Acceptance of yourself – with all the special signs, small or, conversely, large breasts, wrinkles and moles – this is the goal of phototherapy. Many women find it difficult to experience age-related changes in the period from 30 to 35 years. It seems that I am still young, but the first “crow’s feet” appeared near the eyes, the body changed after childbirth. The request in psychotherapy is: “I can’t stop it, I need to learn to live with it.”

And there is another category of clients – these are women 50-55 years old who have reached the point where they decide that appearance is no longer as important as it used to be. “A woman, a teacher, signed up for me, who wanted an unusual gift for her 70th birthday – a photo session. She decided to gather students for the anniversary and show the path of her development: “I understand that I am not as beautiful as in my youth. But I like the way I look because it is a consequence of what I have achieved. I didn’t diet, I didn’t do Botox injections: I invested in students all my life. And I’m proud of every wrinkle I have.”

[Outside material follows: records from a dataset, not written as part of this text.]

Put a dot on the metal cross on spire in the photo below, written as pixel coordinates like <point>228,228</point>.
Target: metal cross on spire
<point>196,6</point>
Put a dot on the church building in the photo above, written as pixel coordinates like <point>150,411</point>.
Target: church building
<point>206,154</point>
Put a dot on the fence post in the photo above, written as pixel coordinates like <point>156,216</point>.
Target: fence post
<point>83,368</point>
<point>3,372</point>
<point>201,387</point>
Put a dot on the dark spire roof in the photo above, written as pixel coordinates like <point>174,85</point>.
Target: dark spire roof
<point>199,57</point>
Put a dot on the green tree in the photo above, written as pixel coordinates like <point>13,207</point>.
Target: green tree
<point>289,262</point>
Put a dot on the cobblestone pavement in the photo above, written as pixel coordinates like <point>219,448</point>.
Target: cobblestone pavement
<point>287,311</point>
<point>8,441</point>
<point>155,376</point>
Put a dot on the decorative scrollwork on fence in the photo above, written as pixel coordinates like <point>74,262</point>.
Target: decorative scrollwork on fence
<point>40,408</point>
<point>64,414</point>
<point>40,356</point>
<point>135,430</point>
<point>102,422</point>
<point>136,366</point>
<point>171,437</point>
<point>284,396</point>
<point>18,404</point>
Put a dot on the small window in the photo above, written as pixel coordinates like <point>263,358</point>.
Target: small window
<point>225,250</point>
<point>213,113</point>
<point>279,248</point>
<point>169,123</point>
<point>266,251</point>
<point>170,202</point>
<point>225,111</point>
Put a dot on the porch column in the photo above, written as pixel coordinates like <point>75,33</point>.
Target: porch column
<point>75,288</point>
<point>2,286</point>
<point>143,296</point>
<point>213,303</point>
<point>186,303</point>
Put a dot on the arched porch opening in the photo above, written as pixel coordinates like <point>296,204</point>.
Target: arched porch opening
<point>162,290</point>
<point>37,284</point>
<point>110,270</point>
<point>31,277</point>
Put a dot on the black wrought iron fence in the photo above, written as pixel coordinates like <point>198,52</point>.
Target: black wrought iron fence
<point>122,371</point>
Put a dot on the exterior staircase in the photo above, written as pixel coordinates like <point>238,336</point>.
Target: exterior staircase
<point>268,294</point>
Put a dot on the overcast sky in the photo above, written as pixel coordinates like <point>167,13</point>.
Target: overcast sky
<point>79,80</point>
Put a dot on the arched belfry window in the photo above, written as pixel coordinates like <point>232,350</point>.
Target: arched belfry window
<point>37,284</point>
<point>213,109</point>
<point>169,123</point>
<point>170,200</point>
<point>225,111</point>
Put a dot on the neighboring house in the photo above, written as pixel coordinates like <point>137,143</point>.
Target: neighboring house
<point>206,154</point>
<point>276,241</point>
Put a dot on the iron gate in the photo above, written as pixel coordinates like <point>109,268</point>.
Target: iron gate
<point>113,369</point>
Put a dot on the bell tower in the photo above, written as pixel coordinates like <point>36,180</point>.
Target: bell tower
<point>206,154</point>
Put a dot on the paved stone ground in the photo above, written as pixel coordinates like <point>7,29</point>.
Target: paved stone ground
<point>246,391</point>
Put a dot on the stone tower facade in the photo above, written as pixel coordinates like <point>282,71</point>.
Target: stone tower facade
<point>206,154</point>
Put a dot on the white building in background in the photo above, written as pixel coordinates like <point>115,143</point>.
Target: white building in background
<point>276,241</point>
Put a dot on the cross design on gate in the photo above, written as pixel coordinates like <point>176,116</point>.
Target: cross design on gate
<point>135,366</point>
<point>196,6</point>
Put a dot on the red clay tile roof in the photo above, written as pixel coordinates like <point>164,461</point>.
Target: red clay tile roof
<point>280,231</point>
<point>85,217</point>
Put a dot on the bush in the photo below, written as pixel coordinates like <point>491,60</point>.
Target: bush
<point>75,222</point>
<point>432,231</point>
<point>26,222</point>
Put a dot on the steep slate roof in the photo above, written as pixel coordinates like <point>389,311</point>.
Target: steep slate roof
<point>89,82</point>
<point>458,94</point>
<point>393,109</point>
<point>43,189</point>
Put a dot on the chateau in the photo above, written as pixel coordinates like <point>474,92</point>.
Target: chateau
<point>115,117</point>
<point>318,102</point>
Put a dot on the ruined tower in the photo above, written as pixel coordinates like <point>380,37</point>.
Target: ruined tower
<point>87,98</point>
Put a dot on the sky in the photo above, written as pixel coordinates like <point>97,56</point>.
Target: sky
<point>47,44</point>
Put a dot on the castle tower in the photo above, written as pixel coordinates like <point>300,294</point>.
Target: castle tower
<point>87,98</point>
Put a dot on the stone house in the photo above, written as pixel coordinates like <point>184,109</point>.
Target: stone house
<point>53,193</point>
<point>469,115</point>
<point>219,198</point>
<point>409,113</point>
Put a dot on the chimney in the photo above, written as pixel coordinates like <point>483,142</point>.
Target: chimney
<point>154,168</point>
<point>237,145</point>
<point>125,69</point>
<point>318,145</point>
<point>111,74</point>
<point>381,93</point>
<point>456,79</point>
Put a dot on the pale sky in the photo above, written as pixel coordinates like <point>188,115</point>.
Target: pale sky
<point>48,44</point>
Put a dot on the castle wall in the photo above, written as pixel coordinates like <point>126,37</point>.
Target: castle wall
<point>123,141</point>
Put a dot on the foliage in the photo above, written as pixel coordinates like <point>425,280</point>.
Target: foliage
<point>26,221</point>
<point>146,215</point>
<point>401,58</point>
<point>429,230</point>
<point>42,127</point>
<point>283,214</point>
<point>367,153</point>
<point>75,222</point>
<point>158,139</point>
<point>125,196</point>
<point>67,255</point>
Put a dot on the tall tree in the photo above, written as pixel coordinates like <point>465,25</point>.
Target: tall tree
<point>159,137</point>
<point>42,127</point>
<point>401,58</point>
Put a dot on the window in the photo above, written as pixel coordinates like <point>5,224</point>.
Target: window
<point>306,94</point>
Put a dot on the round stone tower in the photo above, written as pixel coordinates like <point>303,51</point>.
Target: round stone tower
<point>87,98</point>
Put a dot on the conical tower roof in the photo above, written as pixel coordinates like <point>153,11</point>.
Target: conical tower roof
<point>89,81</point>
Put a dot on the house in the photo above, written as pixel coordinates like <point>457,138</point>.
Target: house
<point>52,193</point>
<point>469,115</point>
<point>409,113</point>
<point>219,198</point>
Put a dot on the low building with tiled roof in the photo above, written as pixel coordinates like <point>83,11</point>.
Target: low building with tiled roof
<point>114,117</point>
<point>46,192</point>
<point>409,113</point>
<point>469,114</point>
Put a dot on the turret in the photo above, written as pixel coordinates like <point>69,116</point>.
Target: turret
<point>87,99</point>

I would also like to be able to say something like that in my 70s,” sums up Marta Kochany. She has a special exercise for determining the most important things in life. Imagine that we have a year left to live. What would we like to do? Lose weight, go on vacation, and before that put yourself in order … And if a month? The to-do list is drastically reduced. What if it’s two days? And here, from a long list, only a few items remain – for example, to tell my mother how much I love her. Or reconcile with your son. Or visit friends you haven’t seen in years.

No one has ever wanted to lose weight or pump up their lips. And it turns out that this exercise is not about appearance at all. And about something real, deep in us, which we hide in pursuit of an ideal image of ourselves and successful shots.

About expert

Marta Kohany — psychologist, phototherapist, works in b/w technique.